Od początku br. wszystkie urzędy pracy, otrzymujące środki z resortu finansów poprzez urzędy wojewódzkie, ubezpieczają bezrobotnych bez prawa do zasiłku. Poprzednio mogli oni korzystać z ubezpieczenia współmałżonka, rodzica lub pracującego dziecka.
Obecnie, zgodnie ze znowelizowaną ustawą o świadczeniach zdrowotnych, osób, które urząd musi ubezpieczyć jest więcej. Po drugie - bezrobotnych przybyło. Kryzys spowodował, że stopa bezrobocia w Bydgoszczy wzrosła od grudnia z 4,9 proc. do 6,1 proc. Na dodatek wzrosła też wysokość samego ubezpieczenia (jest obliczana procentowo od wysokości zasiłku dla bezrobotnych, a ten rząd niedawno podniósł) - podaje Gazeta Wyborcza.
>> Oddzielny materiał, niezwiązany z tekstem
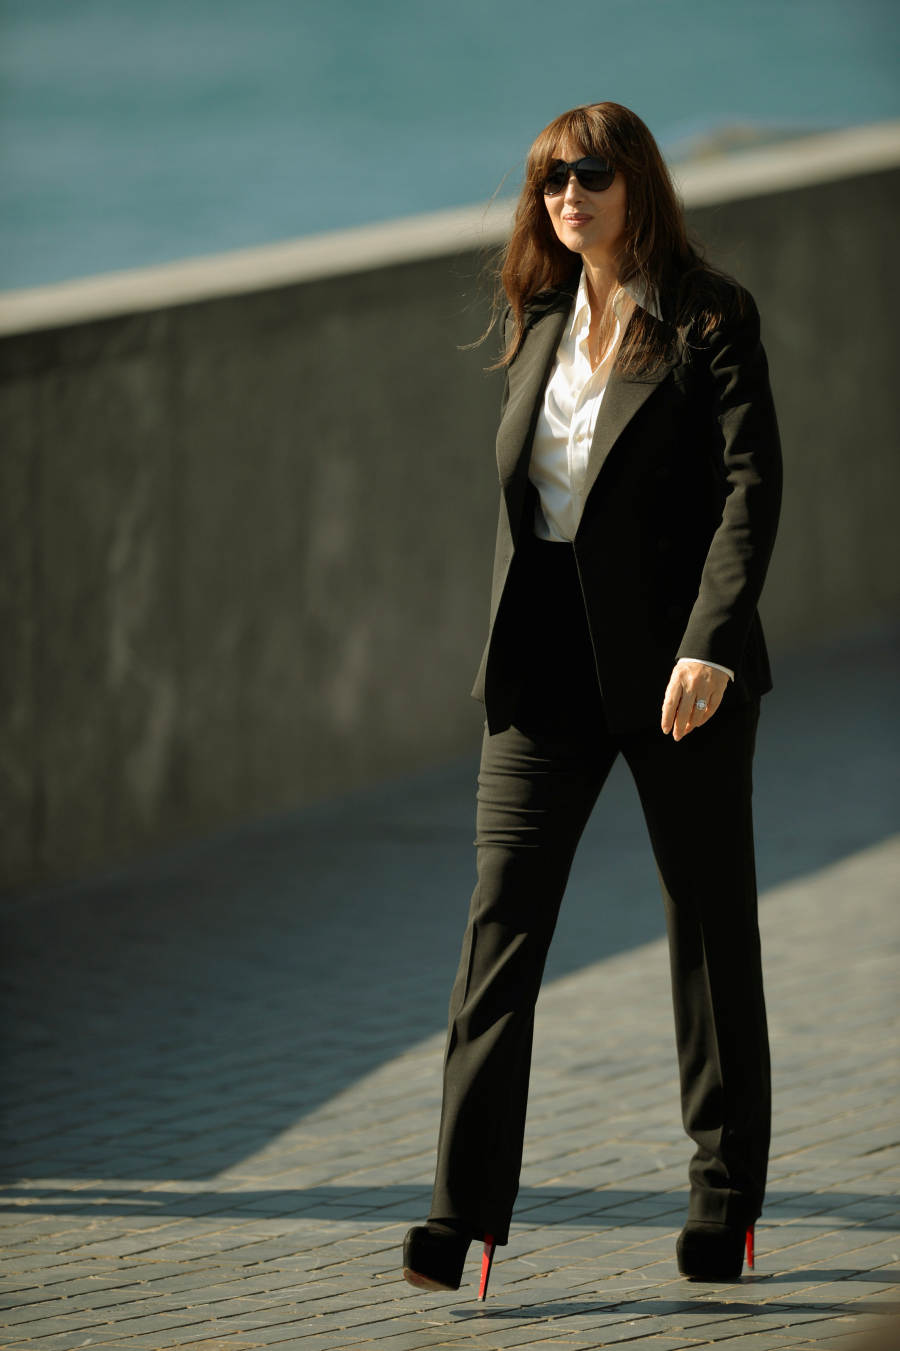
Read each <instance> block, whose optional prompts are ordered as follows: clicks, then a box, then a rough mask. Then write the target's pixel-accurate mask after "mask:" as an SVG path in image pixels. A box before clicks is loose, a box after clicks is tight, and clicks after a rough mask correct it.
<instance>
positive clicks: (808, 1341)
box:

Mimo, że PUP nie odprowadza za nich składek, bezrobotni korzystają z bezpłatnej opieki zdrowotnej.
- Mają do tego prawo i co do tego nie ma wątpliwości - stwierdza Andrzej Troszyński z biura prasowego Centrali NFZ w Warszawie.
Każdy bezrobotny otrzymuje zaświadczenie z urzędu potwierdzające, że jest ubezpieczony. Jest ważne przez miesiąc. Przedłuża je pieczątka wystawiona przez urząd. ZOZ-y muszą zatem bezrobotnych przyjmować. Jednak Fundusz na tym traci. Od początku roku do końca maja do jego kasy wpłynęło 618 mln zł mniej niż zakładano w planie finansowym na ten rok.
Co grozi urzędowi, który składek nie płaci?
- ZUS może nam zablokować konto. Ale to ostateczny, najczarniejszy scenariusz - mówi Tomasz Zawiszewski, zastępca dyrektora bydgoskiego PUP.
Rafał Bruski, wojewoda kujawsko-pomorski, widzi jednak szansę na rozwiązanie problemu.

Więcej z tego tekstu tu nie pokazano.